Pseudônimo: Cortázar

As mãos maternas davam um sutil impulso à frente nas costas do casal de crianças

maltrapilhas, as pessoas sentadas à mesa observavam em primeiro relance com um

espanto que nos segundos posteriores se naturalizava aos filhos dos núcleos urbanos.

Estes jantavam, na maioria das vezes negavam, e por fim sussurravam a situação do trio

familiar; isto é, a mãe por si só era acusada, réu inquestionável, enquanto o casal de

crianças era visto como vítima, sem saúde, educação, higiene, mas, principal e

unicamente, com fome.

Por sorte, característica da espécie ou ironia de uma época de amores efêmeros, o íntimo

elo entre a mãe, a filha de sete e o filho de cinco era o amor: o tradicional e recorrente

amor.

A praça de alimentação era o lugar de costume deles, sabiam a quem pedir e a quem não

pedir, onde e quando.

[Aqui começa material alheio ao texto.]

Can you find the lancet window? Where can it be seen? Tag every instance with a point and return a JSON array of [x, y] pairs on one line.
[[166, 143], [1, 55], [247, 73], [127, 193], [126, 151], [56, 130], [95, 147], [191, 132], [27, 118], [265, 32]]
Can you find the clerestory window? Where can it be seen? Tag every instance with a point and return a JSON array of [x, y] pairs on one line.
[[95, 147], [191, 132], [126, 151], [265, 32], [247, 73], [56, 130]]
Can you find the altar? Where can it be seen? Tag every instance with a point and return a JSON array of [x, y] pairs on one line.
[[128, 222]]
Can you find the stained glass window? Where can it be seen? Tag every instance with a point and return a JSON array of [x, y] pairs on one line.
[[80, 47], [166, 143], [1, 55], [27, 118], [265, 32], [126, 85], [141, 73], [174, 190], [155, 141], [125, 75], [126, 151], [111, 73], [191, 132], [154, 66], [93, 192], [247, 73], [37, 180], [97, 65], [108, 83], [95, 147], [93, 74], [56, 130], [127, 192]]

Indelicadeza tanta era suplicar com fome no momento em que os

outros se alimentavam, ou se pedia antes da refeição, quando a fome é desejo comum,

ou depois, quando a fome vira privilégio.

Mas, de um modo geral, facilmente se identificava as intenções dos consumidores pelos

repuxos faciais e olhares. Quando não, a fala da mãe se interrompia com indagações

agressivas: — “Cadê o pai dessas crianças, mulher?!".

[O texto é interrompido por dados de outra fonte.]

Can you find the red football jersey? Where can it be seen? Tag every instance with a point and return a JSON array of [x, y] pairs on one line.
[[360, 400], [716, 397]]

O mundo era a praça, e, no dia em que surgiu um palhaço viajante elaborando mágica e

graça, os clientes, a mãe e as crias explodiram em risos e gargalhadas; esqueceram-se


dos seus problemas e se preocuparam apenas em absorver euforicamente cada um dos

trejeitos e firulas do palhaço.

Ao fim, os aplausos soaram com um frenesi amalucado, o chapéu ao chão transbordou

de notas e moedas, algumas mesas chamavam o artista para beliscar uns petiscos ou

tomar um suco refrescante... Que agitação, em menos de duas horas!

O palhaço partiu, o público guardou como lembrança, a rotina novamente imperou,

trazendo consigo os problemas esquecidos por uma ligeira distração. Dias correram e o

palhaço tornou-se uma vaga e nostálgica lembrança, perdendo seu brilho de ineditismo

que o tempo faz questão de esmaecer.

A mãe, dias depois, pôs-se a refletir sobre o evento circense e entre remendos de trapos

coloridos, perucas de fitas e narizes marcados com um velho batom vermelho da sua

época de adolescente.

Voilà! Ou como diria o nortista: Olha já!

Aí estava a praça: a mãe e as crianças como aprendizes cômicos de palhaços, mais

simpáticos, menos recusáveis, ainda com fome.